[Biojava-dev] [BioJava - Bug #3345] (Closed) Static object cache in SimpleRichObjectBuilder causing memory leak
Tjeerd Boerman
twboerman at gmail.com
Fri May 11 13:42:19 UTC 2012
Any thoughts on this from the Biojava authors? I strongly believe that
the default behavior of BioJava should not be "unbounded memory usage
unless you implement your own RichObjectBuilder".
- Tjeerd
On 4/27/2012 3:45 PM, George Waldon wrote:
> You can use RichObjectFactory.setRichObjectBuilder(RichObjectBuilder
> b) to enable you own builder.
>
> - George
>
> Quoting Tjeerd Boerman <twboerman at gmail.com>:
>
>> Hi George,
>>
>> A very good point. While the specification of the RichObjectBuilder
>> interface does not *enforce* that implementations persist the
>> objects, it seems to be the intended use. Both implementations
>> (BioSQLRichObjectBuilder and SimpleRichObjectBuilder) persist all
>> created objects. Creating my own class would work for me, but this
>> should be fixed in BioJava codebase as well, correct? Creating
>> another RichObjectBuilder implementation that works in finite memory
>> would work, but it would have to be 'plugged in' by editing the
>> RichObjectFactory or enabled through a configuration option - both
>> seem undesirable. Any ideas?
>>
>> Tjeerd
>>
>> On 4/27/2012 6:44 AM, George Waldon wrote:
>>> Hi Tjeerd,
>>>
>>> The use of a singleton map for rich objects with a Hibernate
>>> database is described in the biojavax documentation; see also the
>>> class BioSQLRichObjectBuilder.
>>>
>>> You can implement your solution simply by creating your own
>>> implementation of RichObjectBuilder as I mentioned before. Maybe you
>>> could store the cache values as WeakReference and recreated objects
>>> only when needed. Or you could filter the list of parameters, e.g.

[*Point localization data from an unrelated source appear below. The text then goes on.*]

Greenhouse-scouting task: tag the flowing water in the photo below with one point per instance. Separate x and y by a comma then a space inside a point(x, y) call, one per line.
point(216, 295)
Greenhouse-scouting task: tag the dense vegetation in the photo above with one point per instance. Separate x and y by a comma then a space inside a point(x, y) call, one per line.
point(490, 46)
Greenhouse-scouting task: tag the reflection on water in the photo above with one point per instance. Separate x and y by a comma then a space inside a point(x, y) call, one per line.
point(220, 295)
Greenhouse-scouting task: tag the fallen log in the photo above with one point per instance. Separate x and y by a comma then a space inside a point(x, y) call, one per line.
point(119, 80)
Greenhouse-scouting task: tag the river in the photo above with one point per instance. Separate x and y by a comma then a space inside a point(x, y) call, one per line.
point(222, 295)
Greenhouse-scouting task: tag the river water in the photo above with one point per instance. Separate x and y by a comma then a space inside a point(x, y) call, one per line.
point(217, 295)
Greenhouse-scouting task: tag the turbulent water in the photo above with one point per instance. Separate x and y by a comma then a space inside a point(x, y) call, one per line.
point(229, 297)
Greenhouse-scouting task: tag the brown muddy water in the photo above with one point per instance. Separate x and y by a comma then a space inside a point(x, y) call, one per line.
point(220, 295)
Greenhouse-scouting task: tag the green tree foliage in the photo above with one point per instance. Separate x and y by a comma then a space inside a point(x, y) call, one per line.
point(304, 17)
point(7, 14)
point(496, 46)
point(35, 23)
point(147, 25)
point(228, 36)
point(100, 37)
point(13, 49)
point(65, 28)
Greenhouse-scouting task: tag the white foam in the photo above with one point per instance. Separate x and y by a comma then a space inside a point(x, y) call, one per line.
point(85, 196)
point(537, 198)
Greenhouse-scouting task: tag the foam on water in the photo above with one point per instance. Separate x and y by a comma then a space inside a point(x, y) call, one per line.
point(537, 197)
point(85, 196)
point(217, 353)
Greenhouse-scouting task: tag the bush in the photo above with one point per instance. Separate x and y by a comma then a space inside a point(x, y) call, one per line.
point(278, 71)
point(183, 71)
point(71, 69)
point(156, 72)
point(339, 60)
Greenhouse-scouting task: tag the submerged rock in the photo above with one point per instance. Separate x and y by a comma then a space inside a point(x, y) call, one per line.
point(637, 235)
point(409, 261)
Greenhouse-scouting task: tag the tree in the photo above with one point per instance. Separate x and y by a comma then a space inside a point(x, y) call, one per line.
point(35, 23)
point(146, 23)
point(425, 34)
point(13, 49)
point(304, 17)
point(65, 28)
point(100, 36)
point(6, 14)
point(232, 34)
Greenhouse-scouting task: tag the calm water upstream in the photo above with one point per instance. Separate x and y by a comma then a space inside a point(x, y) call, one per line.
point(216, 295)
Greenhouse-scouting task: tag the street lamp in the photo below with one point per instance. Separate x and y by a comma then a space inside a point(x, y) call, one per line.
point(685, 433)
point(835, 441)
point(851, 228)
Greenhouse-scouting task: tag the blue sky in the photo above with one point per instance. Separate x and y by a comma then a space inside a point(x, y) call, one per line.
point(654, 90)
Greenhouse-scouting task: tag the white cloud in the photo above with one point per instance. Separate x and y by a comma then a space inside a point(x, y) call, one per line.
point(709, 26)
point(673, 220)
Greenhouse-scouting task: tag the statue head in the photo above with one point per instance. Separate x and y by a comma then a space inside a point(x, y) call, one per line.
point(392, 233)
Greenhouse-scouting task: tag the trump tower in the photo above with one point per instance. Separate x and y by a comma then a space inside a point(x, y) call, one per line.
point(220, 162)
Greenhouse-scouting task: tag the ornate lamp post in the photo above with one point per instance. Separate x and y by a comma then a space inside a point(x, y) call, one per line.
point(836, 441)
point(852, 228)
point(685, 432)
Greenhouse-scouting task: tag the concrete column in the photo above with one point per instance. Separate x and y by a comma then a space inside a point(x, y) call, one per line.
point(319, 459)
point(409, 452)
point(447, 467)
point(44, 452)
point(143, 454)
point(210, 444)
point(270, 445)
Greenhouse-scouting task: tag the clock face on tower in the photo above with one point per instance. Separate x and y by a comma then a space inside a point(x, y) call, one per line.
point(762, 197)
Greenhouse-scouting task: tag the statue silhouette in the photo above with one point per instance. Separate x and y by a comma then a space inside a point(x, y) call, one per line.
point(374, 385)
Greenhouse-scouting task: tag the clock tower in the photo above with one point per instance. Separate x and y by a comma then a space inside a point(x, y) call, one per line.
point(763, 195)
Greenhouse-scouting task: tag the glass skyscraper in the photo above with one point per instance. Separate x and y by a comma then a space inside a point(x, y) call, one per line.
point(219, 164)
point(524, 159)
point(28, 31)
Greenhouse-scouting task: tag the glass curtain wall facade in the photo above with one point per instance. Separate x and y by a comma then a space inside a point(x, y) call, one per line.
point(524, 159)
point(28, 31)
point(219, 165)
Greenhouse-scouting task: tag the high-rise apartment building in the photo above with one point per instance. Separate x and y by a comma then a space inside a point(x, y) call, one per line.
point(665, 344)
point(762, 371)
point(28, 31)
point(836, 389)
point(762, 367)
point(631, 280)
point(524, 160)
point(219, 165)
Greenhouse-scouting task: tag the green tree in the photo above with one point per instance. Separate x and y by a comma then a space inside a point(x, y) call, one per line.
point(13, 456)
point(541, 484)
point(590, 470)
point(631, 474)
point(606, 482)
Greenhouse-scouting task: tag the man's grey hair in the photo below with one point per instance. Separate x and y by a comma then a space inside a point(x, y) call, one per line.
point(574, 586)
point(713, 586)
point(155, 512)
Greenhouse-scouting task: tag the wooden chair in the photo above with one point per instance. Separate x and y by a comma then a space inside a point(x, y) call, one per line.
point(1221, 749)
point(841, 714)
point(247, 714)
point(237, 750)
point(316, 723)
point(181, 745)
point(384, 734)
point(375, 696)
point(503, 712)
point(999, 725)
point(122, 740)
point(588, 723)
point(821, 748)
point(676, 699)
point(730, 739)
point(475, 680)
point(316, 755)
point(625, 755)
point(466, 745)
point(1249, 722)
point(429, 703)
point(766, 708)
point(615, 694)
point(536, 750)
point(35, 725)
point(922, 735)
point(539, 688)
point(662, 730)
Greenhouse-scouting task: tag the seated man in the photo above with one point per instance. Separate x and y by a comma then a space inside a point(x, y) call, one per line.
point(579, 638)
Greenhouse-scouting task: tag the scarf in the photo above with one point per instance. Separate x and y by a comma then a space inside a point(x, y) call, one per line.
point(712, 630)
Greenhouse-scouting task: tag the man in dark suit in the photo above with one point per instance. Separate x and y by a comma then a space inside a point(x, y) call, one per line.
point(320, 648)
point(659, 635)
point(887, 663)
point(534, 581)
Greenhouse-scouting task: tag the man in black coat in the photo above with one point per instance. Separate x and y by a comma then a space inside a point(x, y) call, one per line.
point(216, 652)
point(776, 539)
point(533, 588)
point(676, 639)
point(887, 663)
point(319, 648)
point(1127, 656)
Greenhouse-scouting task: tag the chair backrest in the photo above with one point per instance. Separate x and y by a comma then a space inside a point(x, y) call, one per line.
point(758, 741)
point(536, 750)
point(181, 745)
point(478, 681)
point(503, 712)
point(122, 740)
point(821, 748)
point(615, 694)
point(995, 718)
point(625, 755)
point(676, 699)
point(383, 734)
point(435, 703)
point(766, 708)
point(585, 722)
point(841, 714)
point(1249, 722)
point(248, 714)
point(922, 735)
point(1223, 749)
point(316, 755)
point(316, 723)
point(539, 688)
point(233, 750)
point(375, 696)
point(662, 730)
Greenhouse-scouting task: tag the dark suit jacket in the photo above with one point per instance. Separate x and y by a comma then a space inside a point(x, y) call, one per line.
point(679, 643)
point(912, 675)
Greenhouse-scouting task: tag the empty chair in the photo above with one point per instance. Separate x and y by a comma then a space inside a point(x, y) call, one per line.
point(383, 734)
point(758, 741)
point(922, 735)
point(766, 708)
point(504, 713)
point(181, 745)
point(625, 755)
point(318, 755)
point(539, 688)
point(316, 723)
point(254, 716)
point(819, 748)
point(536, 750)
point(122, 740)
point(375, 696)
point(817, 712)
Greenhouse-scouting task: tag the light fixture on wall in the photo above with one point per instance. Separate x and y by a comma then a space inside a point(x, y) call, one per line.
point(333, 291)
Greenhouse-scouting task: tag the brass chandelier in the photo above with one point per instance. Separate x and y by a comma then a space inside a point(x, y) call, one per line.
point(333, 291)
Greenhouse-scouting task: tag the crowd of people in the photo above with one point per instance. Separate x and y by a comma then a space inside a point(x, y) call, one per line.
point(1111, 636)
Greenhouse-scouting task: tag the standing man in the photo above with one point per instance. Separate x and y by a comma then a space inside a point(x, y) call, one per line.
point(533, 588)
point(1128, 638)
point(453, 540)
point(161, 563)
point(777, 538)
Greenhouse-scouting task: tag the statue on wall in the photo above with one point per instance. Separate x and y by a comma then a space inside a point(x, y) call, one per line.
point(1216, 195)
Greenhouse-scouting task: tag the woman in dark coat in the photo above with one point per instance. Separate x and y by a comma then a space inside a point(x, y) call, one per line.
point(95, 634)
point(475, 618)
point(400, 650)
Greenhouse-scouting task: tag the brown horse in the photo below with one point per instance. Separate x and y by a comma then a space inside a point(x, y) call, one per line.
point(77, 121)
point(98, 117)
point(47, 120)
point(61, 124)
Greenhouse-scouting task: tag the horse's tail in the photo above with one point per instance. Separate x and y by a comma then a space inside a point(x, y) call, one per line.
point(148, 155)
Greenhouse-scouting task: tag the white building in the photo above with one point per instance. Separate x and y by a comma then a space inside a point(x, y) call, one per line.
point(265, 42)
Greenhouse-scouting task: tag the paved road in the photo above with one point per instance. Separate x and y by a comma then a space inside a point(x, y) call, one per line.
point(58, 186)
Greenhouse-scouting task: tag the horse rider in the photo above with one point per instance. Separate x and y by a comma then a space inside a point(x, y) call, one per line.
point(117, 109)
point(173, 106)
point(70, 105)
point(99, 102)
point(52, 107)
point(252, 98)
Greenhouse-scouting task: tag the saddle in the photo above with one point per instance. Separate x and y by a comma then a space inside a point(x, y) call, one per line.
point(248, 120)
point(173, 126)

>>> in the case of SimpleDocRef return the same singleton representing
>>> an empty DocRef if you are not interested in those, etc.
>>>
>>> - George
>>>
>>> Quoting Tjeerd Boerman <twboerman at gmail.com>:
>>>
>>>> Hey,
>>>>
>>>> I cannot reopen the bug myself, but I'm sure Andreas or another
>>>> manager of the bugtracker can.
>>>>
>>>> For my purposes the memory usage could be kept in check by
>>>> disabling the cache in SimpleRichObjectBuilder. It's hard to say
>>>> what the performance hit is, but it's not been noticeable in my
>>>> application. A permanent solution needs some more thought.
>>>>
>>>> I double-checked, and all calls to SimpleObjectBuilder.getObject()
>>>> go through RichObjectFactory.getObject() - it effectively delegates
>>>> the call to the SimpleObjectBuilder. The SimpleObjectBuilder class
>>>> keeps a cache of unrestricted size, with one object for every
>>>> unique combination of class and parameters. The RichObjectFactory
>>>> class also keeps a cache of objects, but this cache is restricted
>>>> to containing instances for at most 20 different object classes at
>>>> any given time.
>>>> So we can think of this as a level 1 cache in RichObjectFactory,
>>>> and a level 2 cache in SimpleObjectBuilder. The level 1 cache may
>>>> contain at most 20 entries, and the level 2 cache may contain at
>>>> most the amount of instantiable classes in BioJava, which will be a
>>>> couple hundred *maximum*. I don't think this difference justifies
>>>> the use of two caches.
>>>>
>>>> Possible fix:
>>>> Unless I missed something, removing the cache from
>>>> SimpleObjectBuilder and increasing the size of the LRU cache in
>>>> RichObjectFactory to compensate seems like a good option. This
>>>> would solve the unbounded growth of the level 2 cache by
>>>> eliminating it.
>>>>
>>>>
>>>>
>>>> There is another issue with the level 1 cache that could cause
>>>> unbounded growth. Look at this piece of code in
>>>> RichObjectFactory.getObject():
>>>>
>>>> Map m = (Map)cache.get(applicationClass);
>>>> if (!m.containsKey(paramsList)) {
>>>> m.put(paramsList,builder.buildObject(applicationClass,
>>>> paramsList));
>>>> }
>>>>
>>>> For every unique combination of parameters, the object is built and
>>>> stored in the Map associated with that class. This Map is not a LRU
>>>> implementation, so creating 10,000,000 instances of a class (i.e.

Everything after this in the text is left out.